Die Stiefel sind noch nicht repariert von der letzten Tour, die Handschuhe eingelaufen vom tagelangen Regen, ich fahre die ganze Zeit mit nackten Händen, habe oft interessante Bräunung auf dem Handrücken, die Finger sind weiß.
Hatte wenig Zeit in den letzten zwei Wochen, musste noch überstürzter nach Berlin ziehen als ursprünglich geplant, naja, mein Zeug.

IMG_1129Das letzte Geld, das ich in Wien ausgeben wollte, ist für ein Messer drauf gegangen, wie so oft, der Spleen muss befriedigt werden. Eine alte Spiegelreflexkamera kam dazu, ich will wieder diesen Überraschungsmoment beim Abholen der entwickelten Bilder, außerdem war ihr Preis noch drin im Budget.

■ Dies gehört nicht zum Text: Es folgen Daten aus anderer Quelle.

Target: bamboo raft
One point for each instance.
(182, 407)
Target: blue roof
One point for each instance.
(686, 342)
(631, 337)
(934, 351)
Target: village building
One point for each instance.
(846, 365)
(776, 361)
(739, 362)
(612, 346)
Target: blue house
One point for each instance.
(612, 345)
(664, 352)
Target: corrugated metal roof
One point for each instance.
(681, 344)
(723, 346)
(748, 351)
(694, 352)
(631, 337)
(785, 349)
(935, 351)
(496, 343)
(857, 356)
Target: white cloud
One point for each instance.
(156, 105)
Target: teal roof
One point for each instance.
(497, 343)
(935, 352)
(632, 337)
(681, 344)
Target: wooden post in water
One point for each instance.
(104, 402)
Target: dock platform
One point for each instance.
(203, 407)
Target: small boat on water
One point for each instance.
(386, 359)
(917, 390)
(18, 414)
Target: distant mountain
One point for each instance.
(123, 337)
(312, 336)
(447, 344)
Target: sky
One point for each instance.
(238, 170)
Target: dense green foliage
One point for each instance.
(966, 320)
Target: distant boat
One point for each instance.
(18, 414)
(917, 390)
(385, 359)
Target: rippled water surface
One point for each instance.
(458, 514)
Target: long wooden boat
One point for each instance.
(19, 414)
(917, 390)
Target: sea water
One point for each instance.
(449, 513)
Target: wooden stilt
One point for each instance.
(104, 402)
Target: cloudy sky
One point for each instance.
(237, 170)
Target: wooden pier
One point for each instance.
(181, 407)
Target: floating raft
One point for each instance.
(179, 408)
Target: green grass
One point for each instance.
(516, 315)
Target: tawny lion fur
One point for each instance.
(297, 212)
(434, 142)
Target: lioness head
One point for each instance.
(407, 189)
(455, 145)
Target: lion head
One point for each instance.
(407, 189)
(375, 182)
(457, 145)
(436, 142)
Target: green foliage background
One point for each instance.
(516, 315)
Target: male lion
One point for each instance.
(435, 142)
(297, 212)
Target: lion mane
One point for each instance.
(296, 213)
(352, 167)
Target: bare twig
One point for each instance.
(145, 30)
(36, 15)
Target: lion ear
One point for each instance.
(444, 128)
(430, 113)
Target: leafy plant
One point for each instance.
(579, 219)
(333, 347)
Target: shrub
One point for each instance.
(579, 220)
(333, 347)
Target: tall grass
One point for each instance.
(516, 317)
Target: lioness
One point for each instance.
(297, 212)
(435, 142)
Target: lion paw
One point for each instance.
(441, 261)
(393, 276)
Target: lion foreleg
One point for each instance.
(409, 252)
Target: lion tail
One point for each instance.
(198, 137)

Da ich normaler Weise ein Technikspast bin, wird die Einfummelei mit der Minolta eine Aufgabe werden, ich hab mir die Bedienungsanleitung aufgehoben für Pausen beim Reisen, mal sehen wie die ersten Fotos werden, ich freu mich drauf. Praktisch ist das alles nicht, aber ich glaub, praktisch ist nicht mein Ding, außerdem hab ich gerade Lust auf Zeitlöcher, will nicht auffindbar sein, will mich in Wildnis verkriechen.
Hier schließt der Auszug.